Cara M, obrigado pela pergunta, que me oferece a oportunidade de aumentar nosso conhecimento sobre a osteopenia (fraqueza nos ossos) nas pessoas com NF1.

Para responder a você, reproduzo abaixo as recomendações das doutoras Rosalie E. Ferner (Londres), Susan M. Huson e do doutor David Gareth R. Evans (Manchester) para as pessoas com NF1, que devem procurar ajuda de especialistas em prevenção de osteoporose de acordo com orientações abaixo.

Quanto maior o número de condições que você preencher na relação abaixo, mais motivos você terá para procurar ajuda especializada (as marcadas em vermelho são mais comuns nas pessoas com NF1 do que na população em geral).

1. Sexo feminino;

2. História familiar de osteoporose;

3. Dieta pobre em cálcio e em alimentos precursores da Vitamina D;

4. Hábito de fumar;

5. Alcoolismo;

6. Baixa massa corporal (relação peso/altura); 

7. Tratamento com anticonvulsivantes;

8. Menarca atrasada (primeira menstruação tardia, depois dos 14 anos); 

9. Cirurgia para escoliose com implantação de hastes de suporte;

10. Menopausa precoce (antes dos 45 anos);

11. Anticoncepcionais injetáveis (contendo progesterona);

12. Tratamento prolongado com corticoides;

13. Doenças crônicas que retiram cálcio do organismo ou dificultam a sua absorção intestinal (doenças renais, doenças hepáticas, doença inflamatória intestinal, doença celíaca, hipertireoidismo, hiperparatireoidismo, artrite reumatoide, anorexia nervosa);

14. Doenças que restringem a mobilidade (por exemplo, esclerose múltipla, derrames cerebrais);

15. Fraturas causadas por pequenos traumas;

16. Qualquer fratura vertebral

Espero que estas orientações sejam úteis.
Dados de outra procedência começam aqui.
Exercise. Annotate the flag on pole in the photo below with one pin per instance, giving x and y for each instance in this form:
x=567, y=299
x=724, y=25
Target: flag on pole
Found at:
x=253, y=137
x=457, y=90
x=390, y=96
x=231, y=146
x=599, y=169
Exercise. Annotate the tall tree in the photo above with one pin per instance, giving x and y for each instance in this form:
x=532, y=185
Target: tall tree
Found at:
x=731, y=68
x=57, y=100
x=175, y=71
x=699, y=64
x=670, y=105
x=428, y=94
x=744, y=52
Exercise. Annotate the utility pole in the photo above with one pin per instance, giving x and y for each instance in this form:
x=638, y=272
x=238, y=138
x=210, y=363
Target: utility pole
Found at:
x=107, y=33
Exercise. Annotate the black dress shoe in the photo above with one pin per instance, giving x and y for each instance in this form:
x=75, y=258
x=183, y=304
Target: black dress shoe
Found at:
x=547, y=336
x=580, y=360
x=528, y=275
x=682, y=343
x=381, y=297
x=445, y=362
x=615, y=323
Espero também que você tenha poucos dos fatores acima, e então mantenha sua atividade física regular, sua dieta adequada e seus banhos de sol.
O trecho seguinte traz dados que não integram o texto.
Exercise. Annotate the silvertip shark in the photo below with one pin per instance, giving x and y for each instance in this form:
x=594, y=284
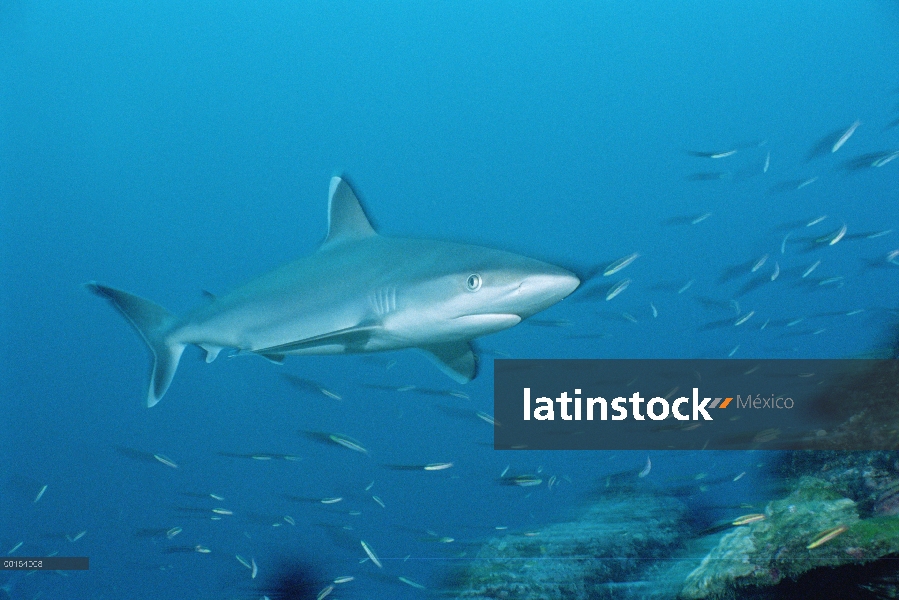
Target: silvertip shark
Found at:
x=359, y=292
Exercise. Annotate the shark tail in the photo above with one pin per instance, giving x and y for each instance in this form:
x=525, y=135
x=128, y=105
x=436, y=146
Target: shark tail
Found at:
x=154, y=324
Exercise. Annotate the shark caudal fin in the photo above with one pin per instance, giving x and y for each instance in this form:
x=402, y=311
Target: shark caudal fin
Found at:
x=153, y=323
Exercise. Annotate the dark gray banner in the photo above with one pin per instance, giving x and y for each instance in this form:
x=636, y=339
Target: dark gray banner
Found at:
x=696, y=404
x=45, y=563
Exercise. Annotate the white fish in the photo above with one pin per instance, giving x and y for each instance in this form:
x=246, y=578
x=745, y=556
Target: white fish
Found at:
x=408, y=581
x=759, y=263
x=485, y=417
x=838, y=236
x=744, y=318
x=810, y=269
x=40, y=494
x=846, y=135
x=165, y=460
x=437, y=466
x=885, y=159
x=347, y=442
x=620, y=264
x=371, y=554
x=326, y=591
x=618, y=288
x=831, y=280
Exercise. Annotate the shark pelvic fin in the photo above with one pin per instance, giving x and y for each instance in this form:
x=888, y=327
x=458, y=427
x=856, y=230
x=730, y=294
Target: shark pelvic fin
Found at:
x=346, y=219
x=351, y=338
x=456, y=359
x=153, y=323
“Minha filha com NF1 está na Ginástica Acrobática. Ela gosta muito, está super bem e feliz. Na sua voz: Lá eu consigo fazer tudo o que os outros conseguem! Temos que ter alguma preocupação com esta atividade? Ela não apresenta qualquer problema, mas como não possui exames para avaliar os neurofibromas internos e a história do garoto que veio a ter problemas da coluna “após uma queda de cavalo” me alertam. Como pai, acho que não é preciso preocuparmos, mas, considerando as tantas variáveis da NF, fico a pensar se devemos tomar algum cuidado. ” RBL, de local não identificado.
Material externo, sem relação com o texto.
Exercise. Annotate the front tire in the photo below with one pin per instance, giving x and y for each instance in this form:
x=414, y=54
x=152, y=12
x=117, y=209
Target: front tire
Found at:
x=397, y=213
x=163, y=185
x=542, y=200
Caro R, obrigado pela sua mensagem, que nos ajudará a entender melhor o significado dos problemas de coluna nas pessoas com NF1.

Parece-me que você entendeu que eu afirmei que a queda do cavalo teria provocado a cifoescoliose naquele menino, cuja história contei no post chamado “Um tio querido” (ver AQUI). Na verdade, a família relatou que a queda do cavalo teria causado o problema na coluna do menino, mas, na minha impressão, a causa da deformidade na coluna do garoto provavelmente já estava presente antes da queda, mas ainda não havia sido percebida.

A deformidade da coluna vertebral descoberta naquele menino é um dos problemas ortopédicos que acontecem em cerca de 10% das pessoas com NF1. Podemos encontrar tanto a escoliose (inclinação para um dos lados), quanto a cifose (inclinação para a frente), ou a lordose (retificação da coluna torácica ou aumento da curvatura da coluna lombar e cervical) ou combinações destas alterações chamadas cifoescolioses (inclinação e curvatura com rotação das vértebras) – ver figura acima.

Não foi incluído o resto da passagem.